THE TINY GREEN-BLACK SNAKE
makes no dust cloud
as he speeds away

 

SNAIL ON THE BRANCH
CAT IN THE TREE
—as
it
ever
was

 

WITH A GENTLE
WIGGLE
the
mourning dove
shits
on the as
phalt

 

summer hummingbird

A
SCARLET HEAD
and long beak
float
in
mist
and
leaves.
THIS
NECTAR
HUNT
!

 

ORANGE
EARS
and tail
of a cat
slith
er
above
tall
green
grass

Snap
!

 

for Harry

THE
MILKY
WAY
IS
another
shiny
cricket
chirping
while leaves
fall

 

for Monika

THE
UVIVERSE

OF
STARS

is
just
another
BABY CRICKET
chirping

 

SEE,
THE DEER'S BED
is matted grass
beneath
the windy
oak
branches

 

TREES
MOVING IN THE WIND
WERE
ONCE
protons
or
imagination

 

THE BUTTERFLY
IN
SUNLIGHT
!
Ah,
light shows
at
the
Filmore

 

MMM,
TASTE
OF
DUST
on
the tongue
just
as
the crow
caws

 

THE ROAR
of the garbage
truck
almost
drowns
the three
owl
hoots

 

UNDER THE FUR
the skin's
like
butter,
the purr
is
a
roar

 

THE GREEN
APPLE
core
rolls
along
as the car
passes
it

 

ORION
through
the bare
branches;
are on
the
ROOF

 

SEE FALLING
SHADOWS
of
maple
leaves
on
the
freeway
wall

 

BEFORE DAWN
the train whistle
quivers
like
a
SAIL
made of stars

 

for Bruce Conner

BUTTERFLIES
swirling madly.
Ah,
light shows
at the Avalon!

 

P
I
N
E
C
O
N
E
and candle
burn
at
opposite
ends
of zazen

 

for Robin and Richard

THE WILD
IRIS
TREM
bles

in
the

plane roar,
yellow violet.

 

for Jack and Adelle

RAIN MIRROR
for
the
sky
and an old
dog
stumbles by

 

HUGE WHITE
MAGNOLIS
BLOOMS
smell
like soap
in the ex
haust fumes

 

MOST
normal

most mystical

MOST
REAL

stars
and

FINGERS

 

Source: "Haiku Edge" in: RAIN MIRROR. New York: New Directions, 1999. pp. 1-31.
cf. RAIN HAIKU. Berkeley: Tangram, 1992. Folded card. 100 copies.

[An excerpt from the]
Preface
[to RAIN MIRROR, pp. vii-viii.]

1. Rain Mirror stands as my most bare and forthright book. It contains "Haiku Edge" and "Crisis Blossom," two intensely disparate and different long poems.

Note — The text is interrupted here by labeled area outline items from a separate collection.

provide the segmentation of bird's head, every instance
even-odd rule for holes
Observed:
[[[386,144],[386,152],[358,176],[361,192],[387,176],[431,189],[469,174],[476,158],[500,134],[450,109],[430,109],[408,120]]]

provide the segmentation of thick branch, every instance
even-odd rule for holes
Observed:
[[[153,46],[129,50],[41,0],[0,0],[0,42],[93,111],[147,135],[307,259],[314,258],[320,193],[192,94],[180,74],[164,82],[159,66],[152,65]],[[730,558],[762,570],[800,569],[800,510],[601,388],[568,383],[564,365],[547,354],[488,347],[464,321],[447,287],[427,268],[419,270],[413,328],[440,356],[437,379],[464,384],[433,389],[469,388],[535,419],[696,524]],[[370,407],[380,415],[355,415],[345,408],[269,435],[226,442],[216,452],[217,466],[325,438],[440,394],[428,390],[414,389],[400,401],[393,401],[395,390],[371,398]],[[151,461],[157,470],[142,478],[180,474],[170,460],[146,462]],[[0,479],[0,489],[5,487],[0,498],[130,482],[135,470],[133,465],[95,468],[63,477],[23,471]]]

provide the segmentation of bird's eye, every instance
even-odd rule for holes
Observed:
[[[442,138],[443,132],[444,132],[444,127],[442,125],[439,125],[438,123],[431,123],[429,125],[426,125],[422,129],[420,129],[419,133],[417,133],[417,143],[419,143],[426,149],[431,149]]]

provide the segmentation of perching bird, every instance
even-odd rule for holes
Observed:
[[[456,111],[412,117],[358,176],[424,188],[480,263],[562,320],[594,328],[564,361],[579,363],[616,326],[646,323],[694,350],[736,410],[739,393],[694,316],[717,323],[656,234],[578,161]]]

2. The lines of capital letters in Rain Mirror are not meant to be emphasized. Read "Haiku Edge" aloud, then the poems can be seen as energy constructs and the eccentricities of typography will disappear.

3. Classic haiku originate in Japan's seasons and special subjects. "Haiku Edge" comes from where I live in the hills near the San francisco Bay, where deer cross the street from a patch of forest to chew on fallen plums and great horned owls court in the darkness, and where there are bandaids stuck to the street and etched in moonlight.

4. This world of "Haiku Edge" has its own seasons: the rainy season when waterfalls gurgle, and the dry summer when chain saws screech. Helicopters fly over the glens and streets at any time.

5. Beat poet and the retired Buddhist abbot, Zenshin Ryufu Philip Whalen, explained to me, in the 1950s, how a haiku should be written in English. He showed me the ellipsis, the mirroring or the reflection of the two parts of the poem's action. (Much like what happens in the longer tanka.)

6. The haiku opens what Mahayana Buddhists call "realms." Everything dissolves into the perception that initiates the poem.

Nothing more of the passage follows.